Monday, September 3, 2018

Engines and fuel - who writes quality content?


In software, everyone wants to build engines, and no one wants to make fuel. A platform for executing content has high potential leverage and lots of vendors make those. The expected community of fuel makers rarely materializes.

Content for software engines breaks down along two axes: simplicity versus complexity and generality versus specificity to the customer’s environment. Half of the resulting quadrant is unsuitable for sharing communities, because it’s not general.

Simple and customer specific: a list of assets and identities. Vendors clearly can’t do these at all, so they make management tools. This quadrant is an obvious dead zone for content.

Complex and customer specific: personnel onboard and termination processes. Again, dead zone.

Sad times occur when companies try to operate in one of the dead zones: for example, the process automation engine. A hypothetical vendor faces years of customer issues root caused to process failures, so they decide to help customers succeed by automating the process.

Turns out that the customers who think about process already have 20 of these on the shelf. The customers who don’t? Some aren’t interested, and some want to be told what they should be doing. They need fuel, and the vendor can’t give it to them without professional services.

Complex and general: compliance tests for common off the shelf (COTS) solutions. This is where in-house content teams are justified; their success is measured in lower sales cycle times and professional services spend. Those metrics are hard to defend, but that’s another story.

Compliance auditing is an excellent place to observe this type of content in the market. Anything that can execute script on an endpoint and return results can be used to check compliance with (say) the PCI dirty dozen.

You’d be mad to do this with a tool that doesn’t already have some content though. Who wants to maintain the scripts to determine if all your endpoint agents are getting their updates? So customer demand for content is high.

The supply side is more challenging. The engine vendor makes some content because they need it, but the work is harder than it appears and they’re eager to share. Why can’t they? There’s four paths they might try.

1: Pays their own developers to write content. Mostly gets what they want at high cost. 2: Pays others to write it, through outsourcing or spiffs. Mostly gets less than they want at high cost. 3: Markets a partner program and SDK. Mostly gets nothing, at low cost.
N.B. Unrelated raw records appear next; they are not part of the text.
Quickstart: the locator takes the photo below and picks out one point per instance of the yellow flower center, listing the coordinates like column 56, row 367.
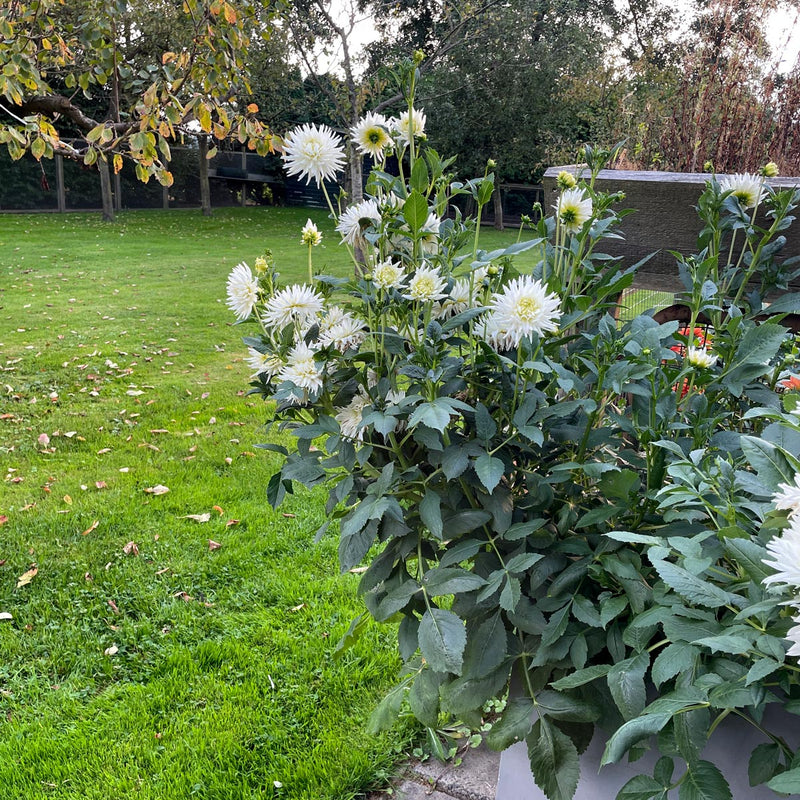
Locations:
column 527, row 308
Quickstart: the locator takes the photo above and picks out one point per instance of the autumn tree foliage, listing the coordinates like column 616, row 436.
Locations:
column 101, row 81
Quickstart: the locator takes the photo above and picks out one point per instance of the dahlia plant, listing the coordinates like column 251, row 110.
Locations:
column 545, row 494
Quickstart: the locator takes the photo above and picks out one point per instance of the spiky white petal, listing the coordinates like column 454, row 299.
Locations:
column 746, row 188
column 349, row 417
column 371, row 136
column 267, row 364
column 356, row 219
column 788, row 498
column 416, row 121
column 346, row 334
column 573, row 209
column 295, row 304
column 426, row 285
column 313, row 151
column 459, row 299
column 302, row 368
column 700, row 357
column 242, row 291
column 785, row 552
column 310, row 235
column 523, row 308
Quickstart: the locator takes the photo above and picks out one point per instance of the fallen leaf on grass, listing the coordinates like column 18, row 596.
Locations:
column 27, row 577
column 198, row 517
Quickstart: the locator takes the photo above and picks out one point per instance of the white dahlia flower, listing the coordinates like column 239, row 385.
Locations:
column 785, row 552
column 746, row 188
column 346, row 334
column 301, row 368
column 371, row 136
column 349, row 417
column 427, row 285
column 523, row 308
column 266, row 364
column 700, row 358
column 310, row 235
column 313, row 151
column 788, row 499
column 294, row 304
column 388, row 275
column 356, row 219
column 573, row 209
column 242, row 291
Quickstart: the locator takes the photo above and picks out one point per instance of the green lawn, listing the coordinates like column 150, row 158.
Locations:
column 139, row 660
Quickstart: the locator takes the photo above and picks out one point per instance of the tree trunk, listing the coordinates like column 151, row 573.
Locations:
column 356, row 175
column 105, row 190
column 205, row 187
column 498, row 208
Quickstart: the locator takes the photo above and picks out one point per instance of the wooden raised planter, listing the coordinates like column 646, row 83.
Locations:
column 665, row 217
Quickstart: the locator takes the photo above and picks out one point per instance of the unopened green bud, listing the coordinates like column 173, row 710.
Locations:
column 770, row 170
column 566, row 180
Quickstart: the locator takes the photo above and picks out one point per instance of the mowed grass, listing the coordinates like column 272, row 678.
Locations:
column 142, row 659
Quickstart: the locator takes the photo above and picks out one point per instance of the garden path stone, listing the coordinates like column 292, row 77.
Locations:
column 475, row 778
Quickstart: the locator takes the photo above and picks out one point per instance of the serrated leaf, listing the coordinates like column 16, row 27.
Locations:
column 554, row 761
column 675, row 658
column 704, row 781
column 451, row 580
column 582, row 676
column 514, row 724
column 486, row 647
column 424, row 697
column 626, row 683
column 763, row 762
column 489, row 471
column 430, row 512
column 562, row 706
column 786, row 782
column 690, row 587
column 630, row 733
column 641, row 787
column 442, row 638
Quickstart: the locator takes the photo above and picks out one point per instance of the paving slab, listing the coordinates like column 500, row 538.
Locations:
column 475, row 778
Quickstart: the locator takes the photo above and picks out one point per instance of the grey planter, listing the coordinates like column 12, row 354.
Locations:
column 729, row 748
column 665, row 217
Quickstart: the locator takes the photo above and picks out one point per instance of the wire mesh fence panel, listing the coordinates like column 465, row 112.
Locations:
column 637, row 301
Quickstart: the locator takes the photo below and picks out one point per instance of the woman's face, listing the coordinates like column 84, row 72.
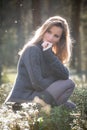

4: They do nothing and hope for the best. In a strong social community, this can actually work great. Participants learn new skills, improve their employability and social standing, and genuinely make the world a bit better. Without that community, vendor had better pay up.

The strongest motivation to make complex content for an engine to execute is if you own that engine or make a living with it. Next is if you improve your individual standing with this work. The weakest motivation is held by other software companies seeking marketing synergy.

Which brings us to the last quadrant, simple and general: a malicious IP address blacklist. This is where entire companies are justified through attractive-looking profit margins; there success can be measured in the usual metrics of sales.

The threat intelligence market is a recent example of this effect. TI comes from four sources: internal teams, paid vendors, private interest communities, and open source communities. In the first three, employees produce quality content for real world use cases.

Ask your friendly neighborhood security expert which TI sources they prefer, and I expect the answer will look like @sroberts’:

Taking responsibility for TI content leads to increasing risk avoidance as well, further reducing its value. Over time the developer facing a flood of support tickets will err on the side of caution, accept more false positives, and add caveat emptor warnings.

Another interesting factor in these models is the mean time to maintenance. Threat intel needs analysis of fast-moving criminal groups and rapidly decays in value. Compliance content relies on analysis of slow-moving components and can last for years of low maintenance costs.

I think that this dichotomy in maintenance cost holds across most examples in the simple to complex axis. Connectivity drivers are complex and last for a long time. VM or container definitions are simple wrappers around complex content and last for a short time.

The requirement for maintenance defines whether the vendor offers support for the content, which in turn defines many customers’ willingness to depend on it and consultants’ willingness to provide it.

Playing it out, higher maintenance content is less supported, and therefore more likely to be used by risk-embracing customers with strong internal teams and bias towards community software. Lower maintenance, higher support, more services dollars.